The CPE was the TP-LINK TD-W9980 v1
It was flashed correctly and in opperation for over 2.5 years!
Till yesterday that i went to download a new package to extend the functionality, i opened the updates tab and proceeded updating the already installed packages one by one , i lost it for some time ,it went offline ( normal i though since it was upgrading packgaes related to internet connection ) and came back , everything went up normaly , all my Vlans etc and procced my mentenace task remotely (over the TPlink's vpn) to the other subsystems of the station.
But sudendly ( a hour or so later) i lost it again and completely, i counld ping it even from its wan nor from the site`s main network , the one that the TPlink is backing up .
While sending a on-site techincian to Evaluate the situation and following my instructions he rebooted it but it never came back online , it would not link to our other swiches , to its DSL line nor to the usff that i have there that runs the monitoring software.
While we replaced it with a hot spare we keep in site , just in case , I requested to have them shipped to me , so i can evaluate it what happened to it and crashed so baddly . It was one of our "heaviest" workers, it surpassed in uptime even some Cisco gear we have there!
So im asking for advice/opinions what shoud i look for while doing this " post mortem" RCanalysis because , not gonna lie in all these years dealing with openwrt , i have nothing similar to this happen before and it sparked my curiosity!
i marked your reply as the solution
but i still have several questions ,
a) why didnt the router go offline imidetly after i run the upgrades but a coupple of hours later ?
b) what should have i done seen a bunch of packages were ready to recive a update (other that leaving it allone) ? in other words whats the proper procedure for upgrading openwrt?

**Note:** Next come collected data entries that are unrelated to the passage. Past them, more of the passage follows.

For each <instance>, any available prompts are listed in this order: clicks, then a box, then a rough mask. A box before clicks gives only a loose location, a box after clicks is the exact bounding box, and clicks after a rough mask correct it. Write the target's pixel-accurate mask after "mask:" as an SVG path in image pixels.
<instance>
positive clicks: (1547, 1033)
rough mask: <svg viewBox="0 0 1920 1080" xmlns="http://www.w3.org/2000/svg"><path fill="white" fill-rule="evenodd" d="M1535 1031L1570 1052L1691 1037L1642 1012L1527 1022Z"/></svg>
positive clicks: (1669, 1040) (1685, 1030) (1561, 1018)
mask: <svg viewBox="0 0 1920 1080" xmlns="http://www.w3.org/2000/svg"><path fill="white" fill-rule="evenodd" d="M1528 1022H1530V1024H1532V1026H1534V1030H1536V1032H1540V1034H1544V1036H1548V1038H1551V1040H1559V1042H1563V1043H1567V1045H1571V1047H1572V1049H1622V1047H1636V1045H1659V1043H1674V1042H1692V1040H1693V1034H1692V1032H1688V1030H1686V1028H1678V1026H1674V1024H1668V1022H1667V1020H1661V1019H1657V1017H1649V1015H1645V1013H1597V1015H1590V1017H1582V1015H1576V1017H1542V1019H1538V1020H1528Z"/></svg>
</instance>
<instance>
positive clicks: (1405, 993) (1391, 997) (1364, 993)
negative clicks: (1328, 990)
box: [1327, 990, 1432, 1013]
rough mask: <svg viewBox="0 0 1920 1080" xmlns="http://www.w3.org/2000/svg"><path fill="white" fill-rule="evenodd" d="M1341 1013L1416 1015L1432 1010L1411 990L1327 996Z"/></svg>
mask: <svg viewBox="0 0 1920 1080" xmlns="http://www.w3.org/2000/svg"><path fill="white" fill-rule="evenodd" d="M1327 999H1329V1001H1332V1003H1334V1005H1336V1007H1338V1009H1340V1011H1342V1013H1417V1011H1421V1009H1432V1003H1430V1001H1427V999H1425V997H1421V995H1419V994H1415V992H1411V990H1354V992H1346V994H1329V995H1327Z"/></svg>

c) for what i can understand from the link you provided , mainly the crash/softBrick is due to the packages completly filling up my overlay and since the package updates " cannot) overwrite the original (stored in ROM)," thus a RTFD from the switch at the back will fixes it ?
That's when whatever software/code that was no longer there, etc. - the failure occurred.
From the Wiki page linked:
In the vast majority of cases, any security patches of significant importance/risk will be rapidly released in an official stable maintenance release to be upgraded using the sysupgrade system. This is the recommended method for keeping up-to-date.
Those looking to be on the bleeding edge can consider using the snapshot releases, but should be mindful of the differences between stable and snapshot. Or, alternatively, build a custom image with the desired updated packages included in that image.
Not gonna lie , comming from pfsene & just plain regular linux this is new / intresting !
but reading about it i can understand why its a diferent case here .
thank you for taking the time to reply to my perhaps silly questions
Needing to be small at (almost) all costs comes with side effects - as do the requirements to cope with the very limited stone age bootloaders and OEM partitioning.